Rather than accepting defeat, Zabel outlines a grassroots rescue plan powered by the internet. He urges fans to send physical letters to UPN, the Sci-Fi Channel, and other networks willing to pick up the series. Art immediately posts Zabel's open letter on his website, and the two discuss how the changing media landscape offers new possibilities for shows abandoned by major networks. Zabel reveals the five-year creative plan that would have traced the alien conspiracy from the 1960s through the millennium.
The conversation becomes a broader meditation on fan power in the emerging digital age, drawing parallels to how Star Trek was saved by viewer campaigns decades earlier.
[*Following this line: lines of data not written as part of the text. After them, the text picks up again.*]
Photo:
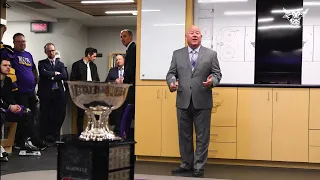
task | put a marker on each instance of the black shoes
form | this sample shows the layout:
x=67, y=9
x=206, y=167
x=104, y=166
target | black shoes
x=42, y=145
x=181, y=170
x=198, y=173
x=191, y=172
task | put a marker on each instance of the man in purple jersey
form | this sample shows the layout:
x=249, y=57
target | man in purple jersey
x=27, y=76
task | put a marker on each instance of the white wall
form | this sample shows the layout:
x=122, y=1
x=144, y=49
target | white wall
x=106, y=40
x=69, y=37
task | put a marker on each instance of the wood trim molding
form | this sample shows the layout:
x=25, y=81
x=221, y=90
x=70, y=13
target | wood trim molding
x=236, y=162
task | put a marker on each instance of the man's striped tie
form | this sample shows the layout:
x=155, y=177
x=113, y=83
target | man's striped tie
x=193, y=58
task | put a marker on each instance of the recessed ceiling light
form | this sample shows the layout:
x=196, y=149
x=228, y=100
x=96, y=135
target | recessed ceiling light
x=121, y=12
x=278, y=27
x=233, y=13
x=265, y=19
x=107, y=2
x=277, y=11
x=220, y=1
x=311, y=3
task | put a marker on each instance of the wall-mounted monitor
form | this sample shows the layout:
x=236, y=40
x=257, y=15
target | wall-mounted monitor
x=278, y=46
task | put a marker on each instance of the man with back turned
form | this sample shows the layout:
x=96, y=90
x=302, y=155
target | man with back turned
x=193, y=72
x=84, y=70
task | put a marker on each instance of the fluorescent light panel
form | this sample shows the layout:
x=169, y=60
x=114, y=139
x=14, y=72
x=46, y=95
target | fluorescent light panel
x=220, y=1
x=170, y=24
x=233, y=13
x=133, y=12
x=277, y=11
x=279, y=27
x=265, y=19
x=311, y=3
x=107, y=2
x=121, y=12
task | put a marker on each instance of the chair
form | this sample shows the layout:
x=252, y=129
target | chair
x=9, y=141
x=126, y=121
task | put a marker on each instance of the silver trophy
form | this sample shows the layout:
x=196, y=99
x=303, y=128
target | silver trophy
x=98, y=100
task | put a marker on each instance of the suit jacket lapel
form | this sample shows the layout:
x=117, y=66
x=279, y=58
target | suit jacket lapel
x=200, y=55
x=186, y=52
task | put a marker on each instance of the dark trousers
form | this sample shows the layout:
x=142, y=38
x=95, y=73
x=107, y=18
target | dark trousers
x=28, y=100
x=26, y=127
x=52, y=114
x=80, y=119
x=201, y=118
x=115, y=118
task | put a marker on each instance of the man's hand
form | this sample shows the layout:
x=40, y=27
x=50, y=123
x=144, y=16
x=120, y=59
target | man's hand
x=118, y=81
x=174, y=87
x=208, y=83
x=15, y=108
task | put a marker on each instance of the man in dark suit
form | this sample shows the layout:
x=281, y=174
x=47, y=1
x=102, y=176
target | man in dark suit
x=51, y=94
x=116, y=75
x=84, y=70
x=197, y=70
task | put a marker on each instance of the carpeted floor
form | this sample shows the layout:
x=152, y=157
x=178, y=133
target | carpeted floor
x=153, y=171
x=52, y=175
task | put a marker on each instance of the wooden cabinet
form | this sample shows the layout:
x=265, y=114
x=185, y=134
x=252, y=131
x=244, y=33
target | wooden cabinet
x=314, y=122
x=254, y=125
x=169, y=131
x=314, y=146
x=148, y=120
x=290, y=125
x=224, y=111
x=269, y=124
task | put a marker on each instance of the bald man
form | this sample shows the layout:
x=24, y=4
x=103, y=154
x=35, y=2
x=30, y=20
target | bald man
x=193, y=72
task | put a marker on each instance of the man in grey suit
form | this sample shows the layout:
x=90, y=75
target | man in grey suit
x=193, y=72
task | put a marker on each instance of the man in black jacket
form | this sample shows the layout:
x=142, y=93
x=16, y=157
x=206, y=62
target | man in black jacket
x=51, y=94
x=15, y=112
x=84, y=70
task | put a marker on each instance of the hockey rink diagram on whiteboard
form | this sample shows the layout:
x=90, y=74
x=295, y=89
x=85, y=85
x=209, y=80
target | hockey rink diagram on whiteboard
x=237, y=44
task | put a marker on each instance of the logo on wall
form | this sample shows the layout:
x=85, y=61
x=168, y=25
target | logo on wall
x=294, y=16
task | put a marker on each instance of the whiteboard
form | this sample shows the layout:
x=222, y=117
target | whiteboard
x=162, y=32
x=311, y=68
x=233, y=38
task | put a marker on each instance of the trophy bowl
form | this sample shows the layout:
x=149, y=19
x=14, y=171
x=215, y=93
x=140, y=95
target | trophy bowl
x=98, y=100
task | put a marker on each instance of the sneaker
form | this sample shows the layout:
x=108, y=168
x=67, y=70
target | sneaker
x=42, y=145
x=29, y=146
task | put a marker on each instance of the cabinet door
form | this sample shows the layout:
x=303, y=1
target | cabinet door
x=148, y=120
x=170, y=141
x=290, y=125
x=314, y=122
x=254, y=125
x=224, y=111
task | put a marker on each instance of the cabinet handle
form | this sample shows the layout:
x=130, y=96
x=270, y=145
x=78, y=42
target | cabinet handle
x=214, y=150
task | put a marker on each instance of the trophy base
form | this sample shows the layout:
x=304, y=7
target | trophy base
x=95, y=160
x=98, y=135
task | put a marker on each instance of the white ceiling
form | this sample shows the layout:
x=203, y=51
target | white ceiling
x=18, y=12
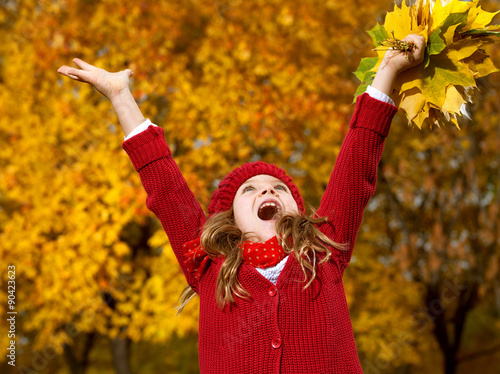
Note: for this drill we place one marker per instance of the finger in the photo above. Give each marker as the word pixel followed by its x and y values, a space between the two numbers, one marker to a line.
pixel 84 65
pixel 77 74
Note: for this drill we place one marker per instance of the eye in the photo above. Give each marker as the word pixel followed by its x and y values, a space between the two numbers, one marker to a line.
pixel 248 188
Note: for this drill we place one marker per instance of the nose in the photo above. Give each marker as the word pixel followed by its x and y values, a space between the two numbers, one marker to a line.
pixel 268 189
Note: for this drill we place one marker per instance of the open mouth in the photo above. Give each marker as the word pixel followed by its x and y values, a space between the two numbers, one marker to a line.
pixel 268 210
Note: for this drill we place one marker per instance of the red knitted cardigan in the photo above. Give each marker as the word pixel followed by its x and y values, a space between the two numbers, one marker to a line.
pixel 281 328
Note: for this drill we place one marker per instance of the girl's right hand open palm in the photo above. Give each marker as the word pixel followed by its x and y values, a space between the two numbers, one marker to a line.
pixel 109 84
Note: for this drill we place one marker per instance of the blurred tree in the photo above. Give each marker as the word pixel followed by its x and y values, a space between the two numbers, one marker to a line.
pixel 230 81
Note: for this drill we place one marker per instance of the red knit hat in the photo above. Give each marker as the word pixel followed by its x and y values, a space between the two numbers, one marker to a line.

Listeners flood the phone lines with support, demonstrating the passionate community Dark Skies had built.
Key Moments
Five preemption blocks, including a nine-week blackout: Zabel itemizes the on-air sabotage: four big blocks of preemptions, plus a fifth nine-week stretch he reads as proof NBC had already given up on the show.
21 share in Britain - ER-level numbers overseas: Zabel notes Dark Skies pulls a 21 share in Great Britain, comparable to ER's UK numbers, and is an international success in Germany, South Africa, Australia, and South America while NBC was killing it stateside.
Saturday at 8 p.m. - the worst slot on the worst night: Zabel says NBC scheduled Dark Skies on Saturday - historically TV's worst viewing night - at 8 p.m., the worst time slot, with adult content inappropriate for that hour.
The only show on NBC's Saturday lineup NBC didn't own: Zabel reveals that after Congress let networks own their own programming, Dark Skies was the only show on NBC's Saturday night lineup not partly or wholly owned by NBC - and was replaced by a half-NBC-owned show in the same slot.